La mostra della “Superarchitettura” è stata pensata discussa e costruita in questo paesaggio umano e urbano e non a caso ha debuttato appena un mese dopo a Pistoia, città che, data la geografia del luogo, non fu investita dalla bizzarria dell’Arno che le scorre incassato a valle a rispettabile distanza. I protagonisti di questa vicenda, allora tra i venti e ventisette anni, già “giovani adulti” secondo il metro generazionale del tempo, l’hanno vissuta nel clima e nelle emozioni straordinarie di una città che a sua volta viveva un’esperienza straordinaria, come più tardi scrisse Arata Isozaki1 che, con acume orientale sensibile alle trame psicologiche del genius loci, vide i due eventi sottilmente intrecciati.
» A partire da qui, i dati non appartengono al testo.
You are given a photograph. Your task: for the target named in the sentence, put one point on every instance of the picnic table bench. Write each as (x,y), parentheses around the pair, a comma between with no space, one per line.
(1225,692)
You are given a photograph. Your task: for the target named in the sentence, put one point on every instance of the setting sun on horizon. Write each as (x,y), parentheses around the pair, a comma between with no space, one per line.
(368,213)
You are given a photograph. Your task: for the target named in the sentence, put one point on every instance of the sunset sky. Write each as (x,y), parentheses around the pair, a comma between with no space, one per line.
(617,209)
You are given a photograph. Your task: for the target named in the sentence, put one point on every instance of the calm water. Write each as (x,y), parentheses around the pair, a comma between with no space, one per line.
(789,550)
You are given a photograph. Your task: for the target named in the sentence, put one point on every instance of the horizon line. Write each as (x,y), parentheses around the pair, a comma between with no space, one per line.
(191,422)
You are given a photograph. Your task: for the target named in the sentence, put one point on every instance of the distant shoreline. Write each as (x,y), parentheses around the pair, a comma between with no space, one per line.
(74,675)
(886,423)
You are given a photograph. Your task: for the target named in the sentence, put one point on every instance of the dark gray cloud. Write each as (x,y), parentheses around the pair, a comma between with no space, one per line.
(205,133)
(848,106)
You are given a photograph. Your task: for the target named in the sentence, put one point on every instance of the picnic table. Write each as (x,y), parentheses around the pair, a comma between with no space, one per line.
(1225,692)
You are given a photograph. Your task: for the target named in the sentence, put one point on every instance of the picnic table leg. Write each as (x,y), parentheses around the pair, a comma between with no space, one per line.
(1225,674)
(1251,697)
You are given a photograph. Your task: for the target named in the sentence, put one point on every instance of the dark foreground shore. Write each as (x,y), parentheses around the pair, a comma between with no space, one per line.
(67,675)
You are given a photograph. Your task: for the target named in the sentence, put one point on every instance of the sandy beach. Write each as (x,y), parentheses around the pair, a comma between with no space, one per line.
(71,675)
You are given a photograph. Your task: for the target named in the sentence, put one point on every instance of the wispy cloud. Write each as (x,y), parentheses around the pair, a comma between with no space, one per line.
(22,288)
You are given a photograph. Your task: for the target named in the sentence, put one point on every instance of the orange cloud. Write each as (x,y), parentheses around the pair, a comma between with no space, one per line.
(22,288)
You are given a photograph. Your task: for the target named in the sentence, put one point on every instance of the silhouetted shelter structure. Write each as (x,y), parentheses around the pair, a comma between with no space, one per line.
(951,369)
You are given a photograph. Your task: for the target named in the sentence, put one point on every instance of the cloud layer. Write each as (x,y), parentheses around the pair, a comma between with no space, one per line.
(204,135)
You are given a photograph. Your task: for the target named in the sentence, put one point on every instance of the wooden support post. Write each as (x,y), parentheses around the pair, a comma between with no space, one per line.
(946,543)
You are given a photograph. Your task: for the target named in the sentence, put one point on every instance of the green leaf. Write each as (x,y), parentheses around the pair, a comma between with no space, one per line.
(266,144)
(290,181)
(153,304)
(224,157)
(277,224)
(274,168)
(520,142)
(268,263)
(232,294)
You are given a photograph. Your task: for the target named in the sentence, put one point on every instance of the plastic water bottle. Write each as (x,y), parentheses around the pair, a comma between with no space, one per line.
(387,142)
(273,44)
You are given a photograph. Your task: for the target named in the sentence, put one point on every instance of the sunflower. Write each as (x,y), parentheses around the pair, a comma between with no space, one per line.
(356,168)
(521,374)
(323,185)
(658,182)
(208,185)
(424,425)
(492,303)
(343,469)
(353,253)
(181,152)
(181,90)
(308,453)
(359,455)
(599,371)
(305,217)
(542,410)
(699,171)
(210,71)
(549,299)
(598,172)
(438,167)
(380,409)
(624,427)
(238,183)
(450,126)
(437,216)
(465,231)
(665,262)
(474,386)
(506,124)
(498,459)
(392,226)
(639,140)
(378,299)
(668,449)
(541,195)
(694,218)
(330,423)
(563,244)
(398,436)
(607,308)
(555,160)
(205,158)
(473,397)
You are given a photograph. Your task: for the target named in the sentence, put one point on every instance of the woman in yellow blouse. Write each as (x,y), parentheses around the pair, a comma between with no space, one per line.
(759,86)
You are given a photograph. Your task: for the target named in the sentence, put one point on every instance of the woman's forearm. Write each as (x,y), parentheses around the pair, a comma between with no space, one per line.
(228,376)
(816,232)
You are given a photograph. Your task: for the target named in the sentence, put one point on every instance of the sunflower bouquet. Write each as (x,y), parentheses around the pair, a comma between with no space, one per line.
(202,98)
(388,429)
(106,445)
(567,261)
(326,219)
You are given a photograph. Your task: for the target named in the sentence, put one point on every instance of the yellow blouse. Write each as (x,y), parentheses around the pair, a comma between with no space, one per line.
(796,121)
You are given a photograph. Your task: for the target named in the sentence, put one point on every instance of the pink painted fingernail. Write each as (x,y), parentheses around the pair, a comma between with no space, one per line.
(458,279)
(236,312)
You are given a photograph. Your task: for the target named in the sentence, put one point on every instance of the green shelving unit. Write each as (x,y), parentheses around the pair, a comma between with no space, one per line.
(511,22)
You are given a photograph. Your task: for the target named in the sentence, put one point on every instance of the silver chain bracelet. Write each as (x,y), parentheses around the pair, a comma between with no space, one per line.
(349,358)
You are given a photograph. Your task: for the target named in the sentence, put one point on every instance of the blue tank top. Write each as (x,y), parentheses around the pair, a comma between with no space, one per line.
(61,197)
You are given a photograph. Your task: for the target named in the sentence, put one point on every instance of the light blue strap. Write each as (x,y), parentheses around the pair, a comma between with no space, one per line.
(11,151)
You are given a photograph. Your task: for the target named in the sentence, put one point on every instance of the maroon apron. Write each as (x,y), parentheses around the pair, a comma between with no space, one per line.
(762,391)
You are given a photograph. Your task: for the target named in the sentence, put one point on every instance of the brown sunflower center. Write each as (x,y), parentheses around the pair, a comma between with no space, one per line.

La “Superarchitettura” era ambientata nella galleria d’arte Jolly 2 al numero diciassette di via san Bartolomeo, un sottosuolo di due stanze cui si accedeva da ripidi scalini direttamente dalla strada più in alto. Lo gestiva il signor Nerozzi, alias “Puppino”, un simpatico venditore di pesce fresco che riceveva direttamente gli artisti al mercato, dietro il banco ingombro di persici e calamari. Da lui sono passate quasi tutte le leve della Pop art giovanile pistoiese, affollata di talenti allora in erba. Un imbuto d’ingresso, il cui compito principale era quello di distrarre lo spettatore dalla modestia del luogo, era decorato a nubi e raggi di sole che scaturivano da una stretta apertura nella quale era inquadrato un prisma decorato a strisce ondulate sul quale spiccava il logo della Superarchitettura.

Superato l’imbuto ci si trovava di fronte a una serie d’oggetti costruiti e dipinti dai protagonisti in un paio di settimane di frenetica attività: una chaise-longue, una cassa acustica collegata a un’improbabile scatola giradischi, una cassettiera con decori luminosi, un contenitore cubico, due sedili a onde che, dirimpetto l’uno all’altro, riempivano per intero la seconda stanza e una serie di solidi floreali di cartone tagliati trasversalmente ad angolature diverse e colorati vivacemente.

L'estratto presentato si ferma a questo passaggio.